Delicious and filling, hearty pot roast gets a flavorful boost from homemade marinara sauce.
- Makes: 8-10 servings
- Prep Time: 1 hour
- Cook Time: 5-6 hours
- Difficulty Rating: Intermediate
- Recipe Created By: Mary Carter
- 2 ½-3 pounds beef pot roast
- 6 tablespoons olive oil, divided
- 6-8 cups beef stock
- 1 large onion, diced
- 2 cups carrots, julienned
- 2 cups celery, diced
- 8 cloves garlic, minced
- 24 ounces tomato sauce
- 29 ounces (2 cans) petite diced tomatoes
- 1 teaspoon salt
- ½ teaspoon freshly ground black pepper
- 3 tablespoons brown sugar
- ½ teaspoon red pepper flakes
- 1 cup red wine, optional
- ⅓ cup fresh basil, chopped
- 1 pound spaghetti (or other favorite pasta)
- Rinse and pat dry the pot roast.
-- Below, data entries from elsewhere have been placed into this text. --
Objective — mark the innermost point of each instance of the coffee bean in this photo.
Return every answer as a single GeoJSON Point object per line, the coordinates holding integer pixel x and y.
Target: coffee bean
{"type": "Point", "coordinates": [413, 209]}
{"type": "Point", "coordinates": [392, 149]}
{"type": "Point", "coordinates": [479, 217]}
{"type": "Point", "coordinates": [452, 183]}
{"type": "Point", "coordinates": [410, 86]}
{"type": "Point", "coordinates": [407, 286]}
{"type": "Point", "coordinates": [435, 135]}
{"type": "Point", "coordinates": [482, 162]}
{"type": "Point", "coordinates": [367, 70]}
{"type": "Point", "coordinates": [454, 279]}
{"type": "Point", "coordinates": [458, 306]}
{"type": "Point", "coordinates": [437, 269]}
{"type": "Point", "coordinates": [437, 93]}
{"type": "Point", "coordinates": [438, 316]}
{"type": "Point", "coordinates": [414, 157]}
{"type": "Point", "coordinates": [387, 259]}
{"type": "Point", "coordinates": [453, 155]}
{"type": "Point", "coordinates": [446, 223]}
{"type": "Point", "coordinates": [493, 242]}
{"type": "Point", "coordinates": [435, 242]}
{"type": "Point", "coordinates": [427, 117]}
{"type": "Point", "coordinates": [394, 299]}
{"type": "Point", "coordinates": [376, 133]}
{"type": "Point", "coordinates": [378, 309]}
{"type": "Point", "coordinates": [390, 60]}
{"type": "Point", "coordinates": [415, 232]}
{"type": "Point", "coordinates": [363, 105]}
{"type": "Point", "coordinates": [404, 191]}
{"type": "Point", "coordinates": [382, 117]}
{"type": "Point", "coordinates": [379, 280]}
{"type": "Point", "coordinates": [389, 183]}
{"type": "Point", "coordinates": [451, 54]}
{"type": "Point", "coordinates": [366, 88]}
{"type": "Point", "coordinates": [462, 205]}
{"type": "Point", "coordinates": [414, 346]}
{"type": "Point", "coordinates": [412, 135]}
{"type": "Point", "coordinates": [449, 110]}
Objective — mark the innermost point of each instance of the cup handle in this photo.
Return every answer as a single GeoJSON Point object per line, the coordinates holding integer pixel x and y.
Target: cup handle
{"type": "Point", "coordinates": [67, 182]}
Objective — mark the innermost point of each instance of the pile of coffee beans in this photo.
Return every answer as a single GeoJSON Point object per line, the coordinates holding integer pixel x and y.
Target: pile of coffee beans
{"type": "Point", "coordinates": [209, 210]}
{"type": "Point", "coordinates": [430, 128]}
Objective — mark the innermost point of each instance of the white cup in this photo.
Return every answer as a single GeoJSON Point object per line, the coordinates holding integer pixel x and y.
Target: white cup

In a large, heavy pan, sear the roast on both sides in 3 tablespoons of olive oil. When brown on each side, cover well with stock. Stir occasionally over low heat for about 3 hours, until very tender. Make sure to keep the roast covered with liquid throughout. When meat is very tender, remove from heat and allow to cool. Reserve the stock.
- In the heavy pan, saute the onion in remaining 3 tablespoons of olive oil. When translucent, add the carrots, celery and garlic. Add reserved stock, tomato sauce, tomatoes, salt, red pepper flakes, brown sugar, black pepper and wine, if using. Simmer and stir occasionally for about 2 hours, until reduced by about one-third.
- Trim and roughly chop beef. Add to vegetable sauce and stir. Season to taste and stir occasionally over low heat for about another hour. Add basil and adjust seasonings to taste.
- Prepare spaghetti or pasta of choice until al dente. Serve sauce over pasta with plenty of grated Parmesan.
Tips & Notes
The sauce in this recipe freezes well. It makes a big batch and is nice to have it prepared and ready in the freezer.